‘Economy alone can’t explain Golden Dawn rise’

President of Central Board of Jewish Communities in Greece calls nationalist faction a "neo-Nazi party."

David Saltiel 370 (photo credit: Sam Sokol)
David Saltiel 370
(photo credit: Sam Sokol)
Economic factors alone cannot explain the meteoric rise of the far-right Golden Dawn party, David Saltiel, president of the Central Board of Jewish Communities in Greece, told The Jerusalem Post on Wednesday.
Speaking with the Post at the 2013 International Forum of the newly established Israeli Jewish Congress, Saltiel said the nationalist faction is a “neo-Nazi party” and that it is impossible to say that people voted for Golden Dawn “because of the economic situation.”

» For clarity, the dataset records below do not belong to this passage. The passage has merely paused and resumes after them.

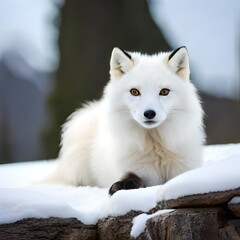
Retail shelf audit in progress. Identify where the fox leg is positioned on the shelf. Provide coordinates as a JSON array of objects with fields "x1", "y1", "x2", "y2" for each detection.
[{"x1": 109, "y1": 172, "x2": 146, "y2": 196}]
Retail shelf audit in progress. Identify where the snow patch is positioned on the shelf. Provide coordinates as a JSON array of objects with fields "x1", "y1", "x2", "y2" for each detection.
[
  {"x1": 157, "y1": 155, "x2": 240, "y2": 201},
  {"x1": 0, "y1": 144, "x2": 239, "y2": 225},
  {"x1": 108, "y1": 186, "x2": 159, "y2": 216},
  {"x1": 131, "y1": 209, "x2": 174, "y2": 238},
  {"x1": 229, "y1": 197, "x2": 240, "y2": 205},
  {"x1": 0, "y1": 160, "x2": 55, "y2": 188}
]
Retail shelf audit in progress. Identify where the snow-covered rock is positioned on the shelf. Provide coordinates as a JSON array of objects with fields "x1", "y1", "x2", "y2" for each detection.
[{"x1": 0, "y1": 144, "x2": 239, "y2": 239}]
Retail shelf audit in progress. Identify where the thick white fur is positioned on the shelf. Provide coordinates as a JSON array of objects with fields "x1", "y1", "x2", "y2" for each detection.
[{"x1": 48, "y1": 47, "x2": 205, "y2": 187}]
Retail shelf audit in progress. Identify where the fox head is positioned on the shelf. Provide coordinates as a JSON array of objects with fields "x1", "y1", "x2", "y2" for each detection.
[
  {"x1": 110, "y1": 46, "x2": 190, "y2": 81},
  {"x1": 108, "y1": 47, "x2": 199, "y2": 130}
]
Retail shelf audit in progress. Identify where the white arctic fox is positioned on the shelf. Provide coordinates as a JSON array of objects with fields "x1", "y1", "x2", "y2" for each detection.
[{"x1": 49, "y1": 46, "x2": 205, "y2": 194}]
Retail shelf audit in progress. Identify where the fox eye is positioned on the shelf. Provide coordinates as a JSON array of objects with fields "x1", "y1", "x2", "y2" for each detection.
[
  {"x1": 159, "y1": 88, "x2": 170, "y2": 96},
  {"x1": 130, "y1": 88, "x2": 141, "y2": 96}
]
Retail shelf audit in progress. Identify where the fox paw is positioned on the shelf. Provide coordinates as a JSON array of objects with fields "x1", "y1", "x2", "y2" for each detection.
[{"x1": 109, "y1": 172, "x2": 146, "y2": 196}]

However, Saltiel added, “people are against the [mainstream] parliamentarians” because of persistent corruption scandals and that there were many such grievances of which the Golden Dawn took advantage.

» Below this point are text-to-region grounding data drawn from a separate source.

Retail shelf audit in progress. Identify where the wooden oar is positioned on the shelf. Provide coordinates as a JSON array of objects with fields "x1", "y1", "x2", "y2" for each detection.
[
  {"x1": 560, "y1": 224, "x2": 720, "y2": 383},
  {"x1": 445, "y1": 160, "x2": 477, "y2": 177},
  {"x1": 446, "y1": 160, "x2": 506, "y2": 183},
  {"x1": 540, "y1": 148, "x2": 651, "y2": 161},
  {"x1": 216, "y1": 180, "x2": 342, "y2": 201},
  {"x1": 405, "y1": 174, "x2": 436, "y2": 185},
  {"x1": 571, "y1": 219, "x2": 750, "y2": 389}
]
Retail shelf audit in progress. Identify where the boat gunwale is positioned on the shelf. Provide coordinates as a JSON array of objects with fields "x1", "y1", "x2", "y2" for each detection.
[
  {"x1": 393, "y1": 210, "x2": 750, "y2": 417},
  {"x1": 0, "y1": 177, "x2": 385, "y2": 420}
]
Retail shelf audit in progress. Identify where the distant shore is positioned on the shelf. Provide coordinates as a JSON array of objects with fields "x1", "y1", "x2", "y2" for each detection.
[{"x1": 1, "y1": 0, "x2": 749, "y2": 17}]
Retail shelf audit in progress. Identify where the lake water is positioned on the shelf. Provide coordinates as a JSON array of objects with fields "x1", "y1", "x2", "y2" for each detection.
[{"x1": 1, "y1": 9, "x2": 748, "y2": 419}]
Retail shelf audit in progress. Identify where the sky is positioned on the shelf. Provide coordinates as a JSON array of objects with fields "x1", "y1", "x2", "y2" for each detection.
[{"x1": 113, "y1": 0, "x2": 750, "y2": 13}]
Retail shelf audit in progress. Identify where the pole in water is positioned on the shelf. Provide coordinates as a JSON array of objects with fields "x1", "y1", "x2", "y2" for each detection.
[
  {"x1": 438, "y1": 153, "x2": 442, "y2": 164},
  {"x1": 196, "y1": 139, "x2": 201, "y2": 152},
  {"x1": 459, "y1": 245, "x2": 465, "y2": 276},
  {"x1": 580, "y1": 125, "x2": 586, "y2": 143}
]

The fiscal austerity package accepted by Greece in exchange for a bailout by the European Union and International Monetary Fund in the wake of the global recession has caused widespread discontent in Greece, easing the way for the Golden Dawn’s entrance into Parliament in 2012 when it won 18 out of 300 seats.
Jews in Greece and around the world must take the Golden Dawn seriously, the community leader said, because “when you leave [anti-Semitism] alone it grows.”
Calling the Golden Dawn racist and a party of “Holocaust deniers,” Saltiel added that while he believes that “the Greek government and the Greeks did not understand quickly what a neo- Nazi party means,” after efforts by local Jews the government is “taking steps.”
“Such is the law, that if you speak against the Jews, if you are Holocaust deniers, if you are a racist then the law is very severe and you have to be punished,” Saltiel said.
During a commemoration for the 70th anniversary of the deportation of the Jews of Thessaloniki in March, Greek Prime Minister Antonis Samaras announced that he plans on cracking down on the Golden Dawn and will push for a bill “completely intolerant to violence and racism.”
However, Saltiel found an unexpected upside to the rise of the Golden Dawn party, telling the Post that the “Zionist movement is once again active [and] we have a lot of Greek young boys and girls coming to study in Israel. They want to stay in Israel.”